The budget proposal to raise a charge of $7 per visit to a GP as well as any associated pathology, X-ray or similar diagnostic tests has sparked a great deal of concern.
The reason for this relates to the question of fairness for less well-off members of our community, including senior citizens, those with disabilities, the mentally ill, the unemployed, and so on.
Quite apart from the obvious financial stress the co-payment may cause for many people - an aspect that has received a great deal of attention - we suggest this proposal also needs to be considered from an economic standpoint.
The government has sold the charge as an important contribution towards its aims of reducing the budget deficit and healthcare costs; the proposal is also said to be aimed at reducing overservicing.
In considering any such pricing issues, it is standard wisdom to consider the business case. In simple terms, this involves comparing the money raised versus the cost of collection.
There no evidence of this having been done, and the business community has been strangely silent on the issue. They will know that the cost of administration to bill and collect a fee of $7 per transaction will be very much more expensive than the present situation, where health funding is raised via the Medicare Levy raised on a standard percentage of taxable income. This levy is a very efficient mechanism.
Paying out Medicare claims is of course more costly, but at least operates on a “one size fits all” type of criteria, and is largely automated now with most patients able to lodge claims electronically from their GPs' office when they settle their accounts.
But the government's proposal will involve a further, cumbersome, process to calculate when eligible persons reach the safety net threshold; and this also requires an extensive reframing of existing software by all parties. If the co-pay is due to start on July 1, 2015, and the legislation for its implementation has not yet been passed, then the software development project is already two months behind in an area where work is rarely completed on schedule or within the budgeted cost.
In this regard, we have already heard the Treasurer, Joe Hockey, complaining that the current Department of Human Services computer system is inadequate to handle the government’s future plans.
We also have claims reported in The Australian newspaper, GP co-payment IT system 'a big ask', that industry views the current Department of Human Services system as having severe limitations in handling its present client base and the PCEHR (even with its minuscule user base to date) also having regular downtimes.
This report refers to an estimated cost of $14 per transaction to collect each $7 payment from patients on a case-by-case basis, nationwide. Our check with a leading accounting firm confirmed a general cross-industry average of $15 for each of the healthcare providers affected.
We suggest that it is appropriate to now stop and take an independent check on the business case before the proposal proceeds any further, to ensure that there is not a significant increase in the deficit rather than the benefit sought.
It is interesting that the German government introduced a very similar co-payment proposal in 2004, which was scrapped by their parliament in a unanimous vote in 2012. Studies showed that overall, the costs were in excess of revenue collected.

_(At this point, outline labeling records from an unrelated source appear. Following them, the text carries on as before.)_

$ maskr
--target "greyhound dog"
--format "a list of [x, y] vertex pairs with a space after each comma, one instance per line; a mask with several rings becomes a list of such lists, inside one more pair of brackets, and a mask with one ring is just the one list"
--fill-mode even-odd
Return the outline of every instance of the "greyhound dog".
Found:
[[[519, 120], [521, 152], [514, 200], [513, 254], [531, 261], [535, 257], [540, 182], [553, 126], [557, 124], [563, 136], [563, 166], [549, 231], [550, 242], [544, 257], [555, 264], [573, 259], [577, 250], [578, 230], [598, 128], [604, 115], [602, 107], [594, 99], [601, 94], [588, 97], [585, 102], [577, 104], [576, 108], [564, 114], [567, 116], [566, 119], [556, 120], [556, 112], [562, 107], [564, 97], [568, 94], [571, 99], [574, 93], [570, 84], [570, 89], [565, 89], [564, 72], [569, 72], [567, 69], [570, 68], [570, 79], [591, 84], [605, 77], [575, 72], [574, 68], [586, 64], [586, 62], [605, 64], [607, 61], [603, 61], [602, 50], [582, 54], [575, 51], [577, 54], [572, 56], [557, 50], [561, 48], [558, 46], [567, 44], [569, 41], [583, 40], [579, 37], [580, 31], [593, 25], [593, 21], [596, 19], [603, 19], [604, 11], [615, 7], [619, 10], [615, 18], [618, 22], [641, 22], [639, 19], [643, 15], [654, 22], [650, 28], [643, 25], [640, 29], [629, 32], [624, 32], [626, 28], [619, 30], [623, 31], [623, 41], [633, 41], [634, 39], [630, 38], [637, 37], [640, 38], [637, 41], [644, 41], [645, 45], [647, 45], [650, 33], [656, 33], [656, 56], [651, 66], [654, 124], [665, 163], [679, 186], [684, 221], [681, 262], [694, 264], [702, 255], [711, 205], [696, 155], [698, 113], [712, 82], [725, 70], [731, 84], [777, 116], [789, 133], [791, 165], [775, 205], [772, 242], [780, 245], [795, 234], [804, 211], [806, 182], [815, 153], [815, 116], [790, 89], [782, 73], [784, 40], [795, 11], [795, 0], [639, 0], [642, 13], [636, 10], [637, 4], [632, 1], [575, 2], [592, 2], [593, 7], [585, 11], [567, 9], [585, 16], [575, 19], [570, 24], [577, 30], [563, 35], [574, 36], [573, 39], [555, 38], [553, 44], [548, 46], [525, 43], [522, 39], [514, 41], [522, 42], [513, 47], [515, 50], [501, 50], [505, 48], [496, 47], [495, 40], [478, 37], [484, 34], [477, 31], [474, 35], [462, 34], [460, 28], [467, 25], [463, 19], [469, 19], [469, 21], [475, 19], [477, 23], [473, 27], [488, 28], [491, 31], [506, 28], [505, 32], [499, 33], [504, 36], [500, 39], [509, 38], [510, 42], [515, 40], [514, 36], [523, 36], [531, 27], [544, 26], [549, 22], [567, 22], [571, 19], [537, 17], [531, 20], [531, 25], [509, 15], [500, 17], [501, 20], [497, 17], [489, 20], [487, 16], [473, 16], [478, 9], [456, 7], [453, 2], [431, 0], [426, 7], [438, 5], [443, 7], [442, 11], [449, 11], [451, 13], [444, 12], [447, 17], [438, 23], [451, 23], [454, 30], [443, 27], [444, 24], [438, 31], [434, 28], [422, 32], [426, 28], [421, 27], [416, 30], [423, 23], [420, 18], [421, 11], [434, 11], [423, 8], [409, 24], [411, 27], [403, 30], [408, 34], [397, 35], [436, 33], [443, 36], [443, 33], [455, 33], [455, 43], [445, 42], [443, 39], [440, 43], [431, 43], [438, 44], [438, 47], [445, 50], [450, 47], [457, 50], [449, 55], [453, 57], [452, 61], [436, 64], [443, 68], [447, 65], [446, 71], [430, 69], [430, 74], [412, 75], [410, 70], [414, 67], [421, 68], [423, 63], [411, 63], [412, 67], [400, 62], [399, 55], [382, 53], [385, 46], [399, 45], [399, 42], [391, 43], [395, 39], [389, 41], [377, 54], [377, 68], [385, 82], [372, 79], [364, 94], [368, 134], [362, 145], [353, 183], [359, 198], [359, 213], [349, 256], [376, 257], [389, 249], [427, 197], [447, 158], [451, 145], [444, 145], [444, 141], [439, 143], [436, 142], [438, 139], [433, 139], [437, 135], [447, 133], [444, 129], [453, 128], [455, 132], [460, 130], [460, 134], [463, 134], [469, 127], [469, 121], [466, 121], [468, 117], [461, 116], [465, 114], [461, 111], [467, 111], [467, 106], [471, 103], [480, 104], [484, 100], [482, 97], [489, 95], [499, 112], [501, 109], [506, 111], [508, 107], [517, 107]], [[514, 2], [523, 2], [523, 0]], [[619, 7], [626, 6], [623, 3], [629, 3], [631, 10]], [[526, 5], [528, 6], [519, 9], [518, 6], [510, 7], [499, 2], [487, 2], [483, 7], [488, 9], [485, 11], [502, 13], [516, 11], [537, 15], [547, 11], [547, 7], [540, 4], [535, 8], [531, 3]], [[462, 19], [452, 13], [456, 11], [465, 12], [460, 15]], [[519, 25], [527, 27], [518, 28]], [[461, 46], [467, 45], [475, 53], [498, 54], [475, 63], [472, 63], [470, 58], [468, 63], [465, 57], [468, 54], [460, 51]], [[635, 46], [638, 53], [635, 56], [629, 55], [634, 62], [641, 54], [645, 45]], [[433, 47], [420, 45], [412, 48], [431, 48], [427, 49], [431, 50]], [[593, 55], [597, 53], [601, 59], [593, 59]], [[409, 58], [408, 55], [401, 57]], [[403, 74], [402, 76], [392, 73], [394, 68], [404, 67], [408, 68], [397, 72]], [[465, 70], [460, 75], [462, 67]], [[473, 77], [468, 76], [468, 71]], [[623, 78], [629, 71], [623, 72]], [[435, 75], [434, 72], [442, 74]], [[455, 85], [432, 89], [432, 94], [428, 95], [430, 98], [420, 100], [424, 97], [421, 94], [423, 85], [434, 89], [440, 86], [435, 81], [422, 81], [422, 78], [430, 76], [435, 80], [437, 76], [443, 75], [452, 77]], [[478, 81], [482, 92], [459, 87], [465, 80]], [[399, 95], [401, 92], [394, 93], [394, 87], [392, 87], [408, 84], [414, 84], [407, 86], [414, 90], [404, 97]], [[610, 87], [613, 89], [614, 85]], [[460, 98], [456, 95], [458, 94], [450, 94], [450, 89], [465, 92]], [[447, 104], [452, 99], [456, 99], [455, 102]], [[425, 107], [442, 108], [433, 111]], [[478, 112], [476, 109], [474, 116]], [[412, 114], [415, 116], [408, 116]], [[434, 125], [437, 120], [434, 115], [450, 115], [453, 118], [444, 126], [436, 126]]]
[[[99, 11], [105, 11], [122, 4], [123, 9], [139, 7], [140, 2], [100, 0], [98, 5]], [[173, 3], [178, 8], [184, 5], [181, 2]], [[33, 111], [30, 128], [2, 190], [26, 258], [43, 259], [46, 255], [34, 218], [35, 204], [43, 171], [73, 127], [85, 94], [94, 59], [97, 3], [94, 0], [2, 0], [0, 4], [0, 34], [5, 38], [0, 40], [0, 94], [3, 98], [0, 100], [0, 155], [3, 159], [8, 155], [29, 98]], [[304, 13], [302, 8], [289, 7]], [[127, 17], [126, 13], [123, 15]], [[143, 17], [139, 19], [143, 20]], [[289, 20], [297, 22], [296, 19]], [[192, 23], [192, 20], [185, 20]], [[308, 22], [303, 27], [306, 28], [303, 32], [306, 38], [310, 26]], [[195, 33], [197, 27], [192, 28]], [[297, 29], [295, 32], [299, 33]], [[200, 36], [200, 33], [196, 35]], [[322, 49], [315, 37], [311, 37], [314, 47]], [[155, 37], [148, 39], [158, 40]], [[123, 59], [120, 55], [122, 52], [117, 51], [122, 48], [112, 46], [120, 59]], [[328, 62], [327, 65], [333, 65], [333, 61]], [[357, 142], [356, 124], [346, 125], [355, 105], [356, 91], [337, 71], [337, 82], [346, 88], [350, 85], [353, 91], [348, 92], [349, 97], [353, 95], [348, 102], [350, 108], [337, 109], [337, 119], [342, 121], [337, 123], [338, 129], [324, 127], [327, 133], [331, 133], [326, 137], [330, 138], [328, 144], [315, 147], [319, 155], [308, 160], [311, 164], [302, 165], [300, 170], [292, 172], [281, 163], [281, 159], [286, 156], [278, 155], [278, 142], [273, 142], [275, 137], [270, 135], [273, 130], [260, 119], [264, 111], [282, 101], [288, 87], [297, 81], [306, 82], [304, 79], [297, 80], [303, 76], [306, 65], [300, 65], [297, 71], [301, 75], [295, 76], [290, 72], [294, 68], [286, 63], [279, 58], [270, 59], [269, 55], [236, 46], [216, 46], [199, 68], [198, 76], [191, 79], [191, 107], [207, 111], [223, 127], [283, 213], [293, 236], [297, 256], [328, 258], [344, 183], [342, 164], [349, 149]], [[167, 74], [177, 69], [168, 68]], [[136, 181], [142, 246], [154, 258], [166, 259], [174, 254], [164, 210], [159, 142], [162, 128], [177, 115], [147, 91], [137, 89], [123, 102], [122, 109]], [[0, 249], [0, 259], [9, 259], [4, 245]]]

Such experience suggests that the local proposal should be closely examined - free of any conflict of interest, but involving the experience of all interested parties through public submissions.
Meanwhile, the recently released findings of the NBN cost-benefit analysis commissioned by Communications Minister, Malcolm Turnbull, add weight to the need for rigorous assessment of complex programs prior to implementation.
We need to do everything possible to avoid any further misuse of public funds on impractical and unproductive IT projects.
Peter Brown is the convenor of the Consumers e-Health Alliance (CeHA).